ChannelAdvisors shares plunged 54 percent in a single day in January after the company cautioned investors that fourth-quarter revenue would be disappointing. When the company issued its fourth-quarter results a few weeks later, Wingo said that although he still expects revenue to grow at least 20 percent a year over the long-term, this year’s revenue would fall short of that mark.
Company officials said Monday that 2015 will be a transition year in which the company focuses on larger, more lucrative customers. At the same time, it has instituted new policies that make it more selective about the small customers it’s willing to accept.
Spitz said that the strategy will enable “a faster trajectory to profitability,” but at the same time it could “weigh on near-term revenue growth.”
He also said that the new strategy will enable the company to operate with “a smaller, more senior sales force.” But he declined, when questioned by an analyst, to provide details on job cuts.
Reducing the sales force marks a turnabout for the company.
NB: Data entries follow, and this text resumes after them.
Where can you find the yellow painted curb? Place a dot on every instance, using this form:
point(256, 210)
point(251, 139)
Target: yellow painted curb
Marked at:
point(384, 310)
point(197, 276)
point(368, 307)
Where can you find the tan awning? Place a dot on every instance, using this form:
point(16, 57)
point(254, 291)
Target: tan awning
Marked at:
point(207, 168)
In the past it was willing to forsake profits in exchange for accelerated growth by expanding its sales-and-marketing team.
On Monday the company announced that its first-quarter revenue rose 17 percent to $19.3 million.
Adjusted net income was a loss of $6.1million, or 24 cents per share, an improvement over a loss of $8.7 million a year ago. Analysts were expecting a loss of 35 cents per share, according to Bloomberg News.
“We’re making progress on our path to profitability,” Wingo said.
The company released its first-quarter results after the markets closed Monday. Earlier, its shares closed at $10.02, up 14 cents. Its shares are down 54 percent this year; the company went public at $14 a share in May 2013.
ChannelAdvisor’s cloud-based software enables retailers to integrate and manage online sales across a multitude of sales channels. Retailers also use its software to automatically advertise products on search engines such as Google and Yahoo and to promote products on Facebook.
In conjunction with his promotion, Spitz’s annual base salary was raised from $320,000 to $365,000 and he received 250,000 shares of restricted stock as well as 250,000 stock options, according to a filing with the Securities and Exchange Commission. He also was appointed to ChannelAdvisor’s board of directors, which has expanded from six to seven members.